O governador Carlos Massa Ratinho Junior assinou nesta segunda-feira (19) a ordem de serviço que autoriza as obras de construção da Cadeia Pública de Arapongas, no Norte do Paraná. A nova unidade terá 136 vagas para presos masculinos, e visa melhorar o sistema penitenciário estadual. A assinatura foi realizada em um ato no Palácio Iguaçu.

“Essa é uma obra que Arapongas pede há mais de 20 anos. Com esse investimento, vamos criar uma cadeia que segue a finalidade de uma construção moderna, que traz mais segurança e um ambiente mais higiênico e sociável para quem está pagando sua pena”, afirmou o governador.

O complexo será um Centro de Detenção Provisória (CDP), local onde ficam os presos que ainda aguardam julgamento. O espaço será construído em um terreno de cerca de 2 mil metros quadrados, doado pelo município. O investimento será de R$ 7,3 milhões, financiado com recursos do Tesouro do Estado. A expectativa é que a obra leve 12 meses, sendo finalizada em julho de 2022.
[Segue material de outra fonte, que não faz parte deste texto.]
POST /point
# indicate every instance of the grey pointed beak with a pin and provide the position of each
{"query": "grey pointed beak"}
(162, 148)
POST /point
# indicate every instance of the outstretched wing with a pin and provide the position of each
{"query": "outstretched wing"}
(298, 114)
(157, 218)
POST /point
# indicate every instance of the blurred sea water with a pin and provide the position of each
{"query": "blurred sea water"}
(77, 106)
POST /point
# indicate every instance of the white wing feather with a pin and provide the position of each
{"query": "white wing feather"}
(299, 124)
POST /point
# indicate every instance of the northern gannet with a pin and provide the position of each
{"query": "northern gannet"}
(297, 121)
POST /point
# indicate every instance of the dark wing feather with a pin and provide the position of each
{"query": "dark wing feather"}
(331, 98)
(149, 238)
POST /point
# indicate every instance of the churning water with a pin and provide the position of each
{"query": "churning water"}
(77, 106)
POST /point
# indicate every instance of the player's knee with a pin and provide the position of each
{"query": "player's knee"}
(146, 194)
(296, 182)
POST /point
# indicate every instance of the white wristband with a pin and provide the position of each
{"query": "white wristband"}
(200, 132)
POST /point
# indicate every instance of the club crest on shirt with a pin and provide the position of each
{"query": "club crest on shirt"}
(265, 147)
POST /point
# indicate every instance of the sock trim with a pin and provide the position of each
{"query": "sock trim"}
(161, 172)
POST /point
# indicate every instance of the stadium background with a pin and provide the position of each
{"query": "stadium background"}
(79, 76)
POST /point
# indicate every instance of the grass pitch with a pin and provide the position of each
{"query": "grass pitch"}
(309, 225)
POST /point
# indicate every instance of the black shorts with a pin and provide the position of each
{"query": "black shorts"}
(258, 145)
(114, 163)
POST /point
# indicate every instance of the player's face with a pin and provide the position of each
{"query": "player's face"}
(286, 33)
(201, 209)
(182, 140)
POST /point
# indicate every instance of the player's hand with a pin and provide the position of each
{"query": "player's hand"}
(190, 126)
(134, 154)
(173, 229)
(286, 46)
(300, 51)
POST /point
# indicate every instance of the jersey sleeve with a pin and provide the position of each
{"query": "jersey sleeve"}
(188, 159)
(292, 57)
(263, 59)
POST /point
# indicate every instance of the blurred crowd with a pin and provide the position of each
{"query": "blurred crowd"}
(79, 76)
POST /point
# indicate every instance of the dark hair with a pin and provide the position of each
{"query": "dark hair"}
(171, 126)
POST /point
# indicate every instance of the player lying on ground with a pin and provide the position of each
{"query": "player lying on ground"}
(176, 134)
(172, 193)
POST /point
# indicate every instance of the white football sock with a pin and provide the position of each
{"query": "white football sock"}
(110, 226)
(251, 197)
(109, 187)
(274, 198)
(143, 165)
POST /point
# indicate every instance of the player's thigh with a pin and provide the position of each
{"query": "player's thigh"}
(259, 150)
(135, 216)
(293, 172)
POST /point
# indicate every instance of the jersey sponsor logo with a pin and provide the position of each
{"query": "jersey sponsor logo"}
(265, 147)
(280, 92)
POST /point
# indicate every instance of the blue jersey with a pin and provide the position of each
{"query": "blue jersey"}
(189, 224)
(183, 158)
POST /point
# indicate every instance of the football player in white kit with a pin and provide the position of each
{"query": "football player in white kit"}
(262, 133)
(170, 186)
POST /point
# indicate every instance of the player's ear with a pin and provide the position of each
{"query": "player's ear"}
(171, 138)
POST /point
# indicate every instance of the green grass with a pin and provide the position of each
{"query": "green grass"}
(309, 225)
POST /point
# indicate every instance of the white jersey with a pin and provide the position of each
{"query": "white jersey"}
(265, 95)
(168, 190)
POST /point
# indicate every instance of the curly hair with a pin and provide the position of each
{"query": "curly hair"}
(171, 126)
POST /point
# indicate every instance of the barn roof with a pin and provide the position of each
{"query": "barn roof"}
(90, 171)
O prefeito de Arapongas, Sergio Onofre, reforçou que a obra é esperada com ansiedade pela população. “Arapongas ganha um grande presente hoje. Nossa cadeira atualmente fica dentro da cidade, e precisa sair de lá. Com essa nova construção, a gente vence essa barreira. Além disso, tenho certeza que haverá também uma valorização do local onde o presídio será desmanchado”, explicou.

O terreno onde será construído o CDP fica na Rua Rouxinol, na região do Parque Industrial XI, ao Sul da cidade. O terreno foi cedido pela prefeitura de Arapongas à Secretaria do Desenvolvimento Urbano e de Obras Públicas (SEDU), por meio da Paraná Edificações. A escritura definitiva da doação foi assinada pelas partes em maio deste ano.
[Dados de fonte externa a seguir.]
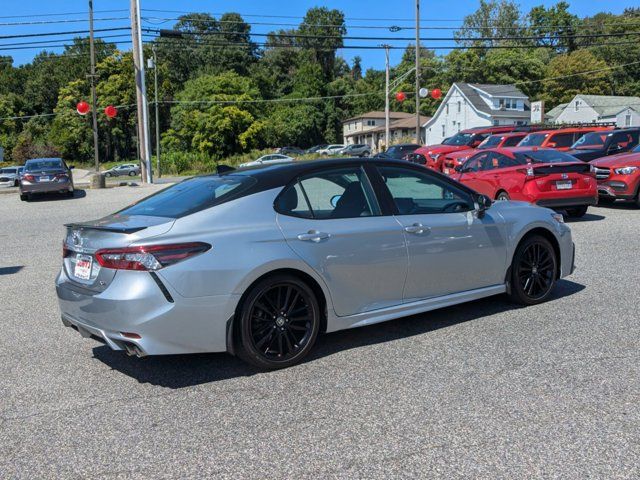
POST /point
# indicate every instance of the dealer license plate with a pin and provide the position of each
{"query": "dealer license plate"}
(565, 185)
(83, 267)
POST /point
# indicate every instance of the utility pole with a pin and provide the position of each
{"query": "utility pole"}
(418, 126)
(386, 98)
(92, 79)
(155, 91)
(141, 93)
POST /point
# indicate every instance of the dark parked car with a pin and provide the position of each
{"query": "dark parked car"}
(315, 148)
(399, 151)
(43, 175)
(290, 151)
(356, 150)
(601, 144)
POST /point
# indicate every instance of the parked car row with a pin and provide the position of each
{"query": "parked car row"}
(602, 164)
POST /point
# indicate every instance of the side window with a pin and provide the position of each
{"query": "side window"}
(475, 163)
(416, 193)
(512, 141)
(504, 162)
(562, 140)
(340, 193)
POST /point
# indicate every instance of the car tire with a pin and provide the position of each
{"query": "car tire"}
(268, 334)
(577, 212)
(502, 196)
(534, 270)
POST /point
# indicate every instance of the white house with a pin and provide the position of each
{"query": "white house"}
(469, 105)
(623, 111)
(360, 129)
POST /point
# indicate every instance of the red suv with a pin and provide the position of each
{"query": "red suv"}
(463, 140)
(560, 139)
(619, 177)
(546, 177)
(453, 159)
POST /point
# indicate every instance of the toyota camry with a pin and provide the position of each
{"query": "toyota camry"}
(259, 261)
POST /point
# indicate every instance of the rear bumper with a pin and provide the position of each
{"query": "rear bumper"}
(46, 187)
(134, 303)
(567, 201)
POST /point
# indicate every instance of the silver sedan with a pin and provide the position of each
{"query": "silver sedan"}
(259, 261)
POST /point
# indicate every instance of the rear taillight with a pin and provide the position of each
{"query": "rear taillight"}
(151, 257)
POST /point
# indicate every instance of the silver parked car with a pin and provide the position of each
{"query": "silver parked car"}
(356, 150)
(45, 175)
(130, 169)
(10, 176)
(259, 261)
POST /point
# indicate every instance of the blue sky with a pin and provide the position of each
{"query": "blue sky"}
(376, 12)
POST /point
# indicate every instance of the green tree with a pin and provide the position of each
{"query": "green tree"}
(564, 77)
(323, 30)
(212, 114)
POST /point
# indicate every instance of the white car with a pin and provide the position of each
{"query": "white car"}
(268, 160)
(331, 149)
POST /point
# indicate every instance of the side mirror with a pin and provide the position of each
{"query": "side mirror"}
(483, 203)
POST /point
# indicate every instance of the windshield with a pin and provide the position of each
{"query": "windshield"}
(533, 140)
(459, 139)
(191, 196)
(592, 140)
(545, 156)
(489, 142)
(43, 164)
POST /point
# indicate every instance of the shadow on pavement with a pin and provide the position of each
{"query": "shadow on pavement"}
(179, 371)
(10, 270)
(44, 197)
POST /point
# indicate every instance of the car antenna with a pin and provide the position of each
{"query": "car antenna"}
(220, 169)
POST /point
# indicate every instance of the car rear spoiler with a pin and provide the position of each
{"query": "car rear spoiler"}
(111, 228)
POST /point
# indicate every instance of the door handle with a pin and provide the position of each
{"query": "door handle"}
(313, 236)
(416, 228)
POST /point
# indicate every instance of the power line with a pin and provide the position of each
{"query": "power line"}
(425, 39)
(70, 32)
(50, 22)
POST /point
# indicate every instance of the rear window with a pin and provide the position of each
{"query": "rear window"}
(44, 164)
(191, 196)
(545, 156)
(533, 140)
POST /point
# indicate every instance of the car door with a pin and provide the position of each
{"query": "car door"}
(332, 220)
(450, 248)
(471, 169)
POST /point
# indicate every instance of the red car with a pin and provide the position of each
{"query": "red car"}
(463, 140)
(545, 177)
(619, 177)
(452, 160)
(559, 139)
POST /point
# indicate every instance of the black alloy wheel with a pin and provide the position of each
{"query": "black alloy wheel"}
(533, 271)
(279, 322)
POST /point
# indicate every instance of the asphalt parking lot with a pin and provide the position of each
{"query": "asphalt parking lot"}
(478, 390)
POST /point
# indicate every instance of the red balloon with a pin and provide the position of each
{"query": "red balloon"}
(83, 108)
(110, 111)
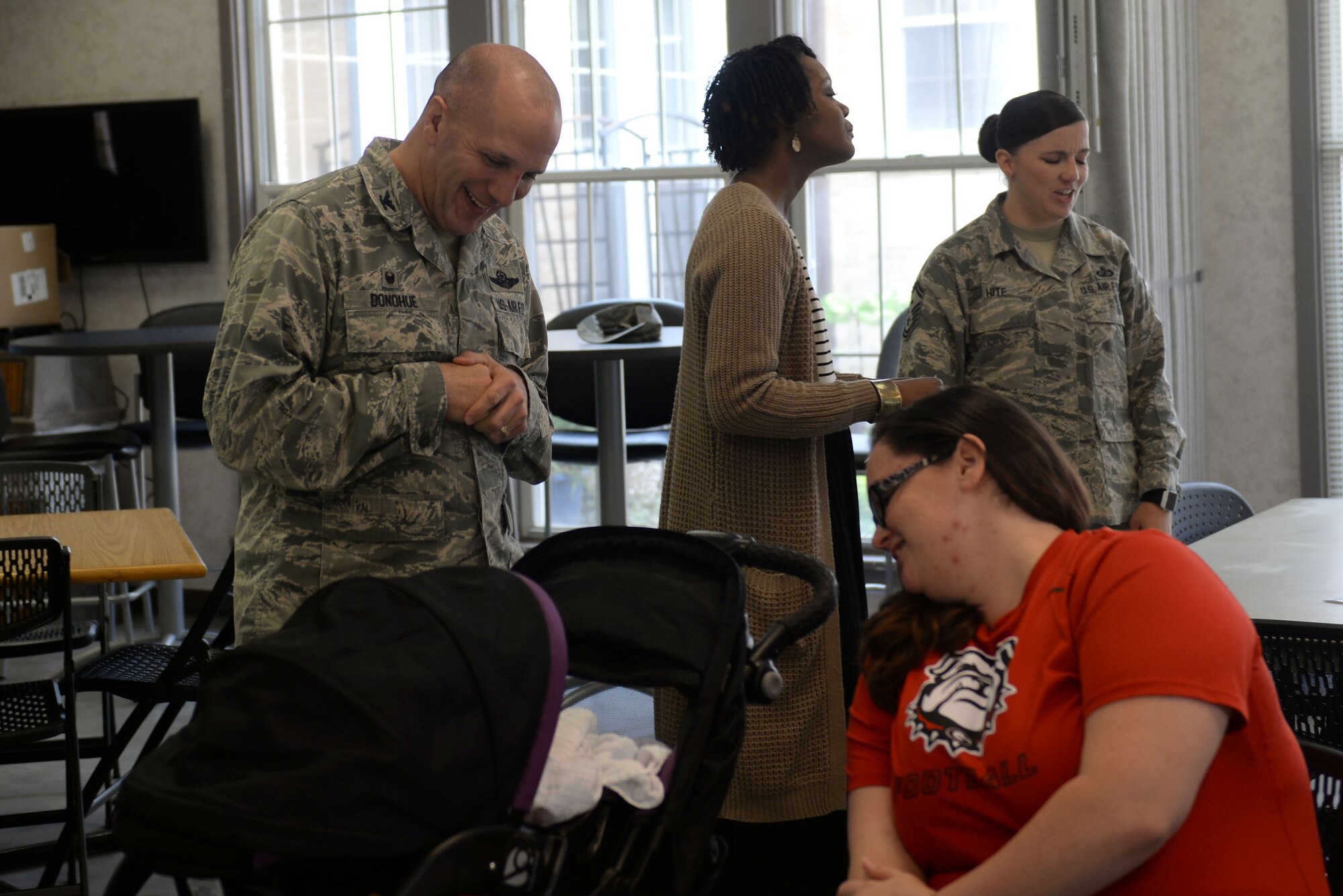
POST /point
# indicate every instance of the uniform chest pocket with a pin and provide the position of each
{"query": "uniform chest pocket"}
(1003, 346)
(393, 323)
(508, 297)
(1109, 350)
(512, 336)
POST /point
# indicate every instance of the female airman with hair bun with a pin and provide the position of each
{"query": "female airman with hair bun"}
(1048, 307)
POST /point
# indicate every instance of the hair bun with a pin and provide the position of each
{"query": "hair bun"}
(989, 138)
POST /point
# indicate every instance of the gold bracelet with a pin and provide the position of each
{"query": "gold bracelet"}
(888, 393)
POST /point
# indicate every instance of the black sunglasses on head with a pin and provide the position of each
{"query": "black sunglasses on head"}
(880, 493)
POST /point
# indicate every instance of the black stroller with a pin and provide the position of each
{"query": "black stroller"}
(390, 738)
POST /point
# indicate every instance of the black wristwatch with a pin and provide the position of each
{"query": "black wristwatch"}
(1164, 498)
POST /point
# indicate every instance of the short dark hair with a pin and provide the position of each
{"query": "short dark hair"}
(1024, 118)
(758, 93)
(1031, 470)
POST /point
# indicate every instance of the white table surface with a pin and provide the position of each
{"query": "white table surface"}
(1285, 564)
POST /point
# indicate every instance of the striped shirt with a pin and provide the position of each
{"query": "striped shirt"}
(820, 330)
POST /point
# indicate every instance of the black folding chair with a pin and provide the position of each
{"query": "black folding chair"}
(148, 675)
(1307, 666)
(1205, 509)
(36, 593)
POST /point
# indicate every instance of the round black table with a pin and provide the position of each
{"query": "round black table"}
(159, 344)
(609, 369)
A obra faz parte do planejamento estratégico da Secretaria de Estado da Segurança Pública para melhoria do sistema penitenciário do Paraná. Uma das metas é reduzir o número de presos em delegacias, abrindo novas vagas e transferindo-os para presídios. Desde 2019, o número passou de 12 mil para 800 presos, atualmente.

“Acredito que, com as novas penitenciárias sendo entregues pelo Estado, a gente consiga zerar esse assunto com a Polícia Civil e organizar, dentro do Paraná, um fluxo para que não haja mais superpopulação de presos”, afirmou o secretário da pasta, Romulo Marinho Soares.

“Nossa meta é zerar esse número, colocando essas pessoas em locais mais adequados e deixando que a Polícia Civil cumpra sua finalidade de investigação”, complementou o governador.